Da Five Bloods is, at its core, a six-man character study, both of the four surviving Bloods and David (the son of Paul, one of the Bloods) both individually and as a group. Such a character study lives or dies by the performances of its leads and Da Five Bloods is no exception. Fortunately its cast portrays this group dynamic excellently. Paul (Delroy Lindo), David ( Jonathan Majors), Otis (Clarke Peters), Eddie (Norm Lewis), Melvin ( Isiah Whitlock Jr.) and “Stormin” Norman (Chadwick Boseman) are as close as brothers, with every ounce of messy drama that entails. These five men (with Norman appearing occasionally in spirit) have incredible chemistry, even when their characters pitted against each other by circumstance.  Some of their individual performances are nothing short of spectacular. Particularly notable are performances of Delroy Lindo and Norm Lewis. Norm Lewis plays Eddie, the ‘heart’ of the four surviving Bloods. Lewis is passionate, wide-eyed, and almost sickeningly optimistic whenever onscreen.  Delroy Lindo, on the other hand, plays a broken and mean-spirited rambler whose dialogue and performances range from intensely emotional to downright surreal. While the other actors’ performances are wonderful in their own right, I struggle to recall them as vividly as the performances of Lindo and Lewis. 

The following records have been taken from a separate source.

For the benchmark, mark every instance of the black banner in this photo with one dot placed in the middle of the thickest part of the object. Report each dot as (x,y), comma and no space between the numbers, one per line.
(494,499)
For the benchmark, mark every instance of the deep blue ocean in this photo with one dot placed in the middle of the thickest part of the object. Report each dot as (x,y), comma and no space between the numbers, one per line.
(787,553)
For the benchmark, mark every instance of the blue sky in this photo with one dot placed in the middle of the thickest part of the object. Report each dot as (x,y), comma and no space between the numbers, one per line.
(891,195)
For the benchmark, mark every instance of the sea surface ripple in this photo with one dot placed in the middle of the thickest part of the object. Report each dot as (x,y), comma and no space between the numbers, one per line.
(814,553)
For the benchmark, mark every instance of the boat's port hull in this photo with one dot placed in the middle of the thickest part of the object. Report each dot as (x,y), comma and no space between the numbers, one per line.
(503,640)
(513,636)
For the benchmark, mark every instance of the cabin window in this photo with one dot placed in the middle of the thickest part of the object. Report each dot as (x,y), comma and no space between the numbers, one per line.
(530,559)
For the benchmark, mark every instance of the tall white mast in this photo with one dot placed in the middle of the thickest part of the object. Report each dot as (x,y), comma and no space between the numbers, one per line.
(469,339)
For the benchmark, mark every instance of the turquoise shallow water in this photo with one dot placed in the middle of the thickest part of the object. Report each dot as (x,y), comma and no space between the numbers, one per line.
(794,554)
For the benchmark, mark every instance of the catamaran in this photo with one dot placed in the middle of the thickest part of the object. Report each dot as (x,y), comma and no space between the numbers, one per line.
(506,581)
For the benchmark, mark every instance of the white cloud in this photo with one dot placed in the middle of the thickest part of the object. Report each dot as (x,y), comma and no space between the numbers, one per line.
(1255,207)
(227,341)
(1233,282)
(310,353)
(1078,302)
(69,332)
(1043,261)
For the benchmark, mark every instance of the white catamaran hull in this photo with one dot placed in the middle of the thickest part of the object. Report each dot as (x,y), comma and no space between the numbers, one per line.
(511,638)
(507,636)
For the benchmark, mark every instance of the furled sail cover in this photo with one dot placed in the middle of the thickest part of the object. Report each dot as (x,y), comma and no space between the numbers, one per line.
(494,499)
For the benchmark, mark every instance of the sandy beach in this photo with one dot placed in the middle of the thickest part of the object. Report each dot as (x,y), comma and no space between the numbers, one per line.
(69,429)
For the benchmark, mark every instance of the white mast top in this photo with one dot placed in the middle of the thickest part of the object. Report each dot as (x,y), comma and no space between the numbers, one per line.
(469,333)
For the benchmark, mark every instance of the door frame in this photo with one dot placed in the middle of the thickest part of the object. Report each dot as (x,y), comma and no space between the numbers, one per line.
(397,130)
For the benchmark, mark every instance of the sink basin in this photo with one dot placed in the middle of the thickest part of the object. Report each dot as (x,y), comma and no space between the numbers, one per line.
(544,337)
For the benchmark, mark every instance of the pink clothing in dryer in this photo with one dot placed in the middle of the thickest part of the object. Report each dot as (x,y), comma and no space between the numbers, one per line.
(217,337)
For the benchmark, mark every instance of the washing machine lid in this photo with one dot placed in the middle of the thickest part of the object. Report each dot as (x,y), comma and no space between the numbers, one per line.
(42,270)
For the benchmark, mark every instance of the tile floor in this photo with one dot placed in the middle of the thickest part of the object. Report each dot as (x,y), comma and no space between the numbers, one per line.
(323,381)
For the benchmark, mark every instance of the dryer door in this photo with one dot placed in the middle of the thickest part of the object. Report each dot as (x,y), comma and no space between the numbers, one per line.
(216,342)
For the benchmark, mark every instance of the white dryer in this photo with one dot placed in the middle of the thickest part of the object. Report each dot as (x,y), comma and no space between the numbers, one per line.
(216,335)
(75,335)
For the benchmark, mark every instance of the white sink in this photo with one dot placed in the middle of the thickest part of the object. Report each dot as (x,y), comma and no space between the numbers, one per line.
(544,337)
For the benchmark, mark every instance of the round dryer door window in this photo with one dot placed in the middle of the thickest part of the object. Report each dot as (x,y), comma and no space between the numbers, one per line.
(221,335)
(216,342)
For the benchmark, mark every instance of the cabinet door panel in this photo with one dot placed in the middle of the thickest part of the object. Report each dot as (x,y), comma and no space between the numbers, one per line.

While not without beautiful performances and fascinating direction, this film has one fatal flaw. It simply isn’t as memorable as Spike Lee’s previous works. That isn’t to say that it is poorly made; on the contrary, it is a well-constructed film with visual and narrative techniques employed in unique and interesting ways. Da Five Bloods only fails to use them in a way that would make a lasting impression on an audience. The greatest and worst of films can keep a person talking about them for days, but only a day after viewing it, I fail to recall most of its content (save for one or two key moments and its inherent educational value). Just as an autumn leaf is significant in marking the change of seasons, Da Five Bloods is significant in teaching others of the plights of African-American soldiers who fought in the Vietnam War. Although, like an autumn leaf passing in the wind, Da Five Bloods sadly passes out of the mind as quickly as it had come in.